Ethiopia’s Sahle Warga (centre) finishes first at the Scotiabank Toronto

Runners of all ages and skill levels raced through Toronto’s streets Sunday to compete in the Scotiabank Waterfront Marathon.

More than 24,000 runners participated in the run, which organizers said raised $3.7 million for 167 charities.

Ethiopian runner Sahle Warga finished first, completing the marathon in just two hours, 10 minutes and 35 seconds.

Kenyan runners Kiplimo Kimutai and John Kiprotich finished in second and third, with times of 2:11:20 and 2:11:29, respectively.

“It was very cold and it was raining so I’m very happy to win,” Warga told The Canadian Press. “I didn’t run my personal best, it was a little windy but with this result I am happy.”

New Zealand runner Mary Davies, who resides in Ottawa, and Kenya’s Agnes Kiprop, finished in first and second place, respectively, in the women’s race.

Davies, who completed the race with a time of 2:28:56, passed Kiprop in the final two kilometres.

“At about 39 kilometres I could see the girl and I thought maybe I could catch her. I didn’t have much energy left,” Davies said. “I felt strong at 40 kilometres when I passed her but kept looking around for her.”

Toronto’s Matt Loisell finished in seventh place overall, making him the top Canadian on the men’s side. And Krista Duchene of Brantford, Ont., was the top Canadian woman racer, finishing in fourth place.

While all competing runners were committed to finishing their respective runs, each had a different reason for racing.

Runner Gayla Todd completed the half marathon. She told CTV Toronto she was racing to help find a cure for ocular melanoma.

“It’s a disease that there are no effective drugs. You can’t take a chemo for it. Nothing to help stop the spread of it. So we’re trying to raise awareness and money for research,” she said. “I think we’re really making a difference.”

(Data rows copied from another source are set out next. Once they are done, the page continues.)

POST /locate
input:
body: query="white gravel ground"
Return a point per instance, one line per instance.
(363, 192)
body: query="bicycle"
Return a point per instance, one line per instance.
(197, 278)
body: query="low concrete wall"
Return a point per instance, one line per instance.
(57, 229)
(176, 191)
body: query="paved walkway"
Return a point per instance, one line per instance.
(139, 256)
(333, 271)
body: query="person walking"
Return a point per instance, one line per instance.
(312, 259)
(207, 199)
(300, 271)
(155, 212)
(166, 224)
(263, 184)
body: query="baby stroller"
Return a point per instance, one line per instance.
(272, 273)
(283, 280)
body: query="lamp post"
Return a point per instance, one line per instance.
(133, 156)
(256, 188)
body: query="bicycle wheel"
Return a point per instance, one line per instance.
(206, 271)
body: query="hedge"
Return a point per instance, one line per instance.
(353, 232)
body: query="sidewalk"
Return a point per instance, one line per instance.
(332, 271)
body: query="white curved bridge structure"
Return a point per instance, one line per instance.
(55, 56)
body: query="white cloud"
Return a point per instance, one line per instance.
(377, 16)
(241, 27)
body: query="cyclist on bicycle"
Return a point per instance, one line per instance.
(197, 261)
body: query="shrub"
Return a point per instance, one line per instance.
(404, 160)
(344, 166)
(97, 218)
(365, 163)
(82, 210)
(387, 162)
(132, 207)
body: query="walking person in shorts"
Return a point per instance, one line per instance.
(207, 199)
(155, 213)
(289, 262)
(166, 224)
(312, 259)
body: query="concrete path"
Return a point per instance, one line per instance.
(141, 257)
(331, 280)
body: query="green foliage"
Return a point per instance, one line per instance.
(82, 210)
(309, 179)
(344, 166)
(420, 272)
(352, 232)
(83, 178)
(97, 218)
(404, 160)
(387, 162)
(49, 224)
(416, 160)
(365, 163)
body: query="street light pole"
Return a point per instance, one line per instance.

Milton resident Ed Whitlock set a new record for the fastest time for his age group.

The 81-year-old said he’s already looking forward to next year’s race.

“Try and set another record next year I guess. Come back again,” said a beaming Whitlock after the race. “Try and do better.”

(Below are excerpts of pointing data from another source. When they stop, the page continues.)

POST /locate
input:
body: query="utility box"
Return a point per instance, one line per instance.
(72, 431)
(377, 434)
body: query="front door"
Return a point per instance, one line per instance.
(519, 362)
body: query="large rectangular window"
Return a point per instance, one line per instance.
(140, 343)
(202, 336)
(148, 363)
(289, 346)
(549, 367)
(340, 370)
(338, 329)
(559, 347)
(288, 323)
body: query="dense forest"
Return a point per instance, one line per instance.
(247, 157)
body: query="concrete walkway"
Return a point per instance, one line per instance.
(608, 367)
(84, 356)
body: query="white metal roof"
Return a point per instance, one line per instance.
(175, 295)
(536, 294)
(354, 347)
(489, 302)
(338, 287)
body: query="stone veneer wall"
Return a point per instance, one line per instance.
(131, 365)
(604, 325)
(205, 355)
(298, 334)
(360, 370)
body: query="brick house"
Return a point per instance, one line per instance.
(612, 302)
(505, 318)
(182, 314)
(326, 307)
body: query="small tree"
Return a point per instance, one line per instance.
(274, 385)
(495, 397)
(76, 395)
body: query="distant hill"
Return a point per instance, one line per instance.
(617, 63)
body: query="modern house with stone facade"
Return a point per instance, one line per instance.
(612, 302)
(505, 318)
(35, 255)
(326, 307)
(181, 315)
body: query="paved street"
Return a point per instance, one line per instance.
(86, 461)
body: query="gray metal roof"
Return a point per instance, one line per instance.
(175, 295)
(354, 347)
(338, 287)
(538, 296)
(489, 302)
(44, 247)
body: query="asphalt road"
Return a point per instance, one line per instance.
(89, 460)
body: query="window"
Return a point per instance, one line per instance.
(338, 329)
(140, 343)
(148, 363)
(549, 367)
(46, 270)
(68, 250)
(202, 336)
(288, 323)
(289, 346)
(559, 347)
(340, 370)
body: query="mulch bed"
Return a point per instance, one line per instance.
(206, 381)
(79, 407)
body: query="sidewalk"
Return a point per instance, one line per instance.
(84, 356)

Runner Pat Statchuk also set a record during Sunday’s race: fastest marathon runner dressed in a hockey suit.

Statchuk told CTV Toronto he was running in memory of his uncle.

“We raised money for the Brain Tumour Foundation of Canada,” said Statchuk. “One of my uncles passed away earlier this year from the disease so we were able to raise money in his name.”

Also among the runners was a 101-year-old man who completed the five-kilometre run.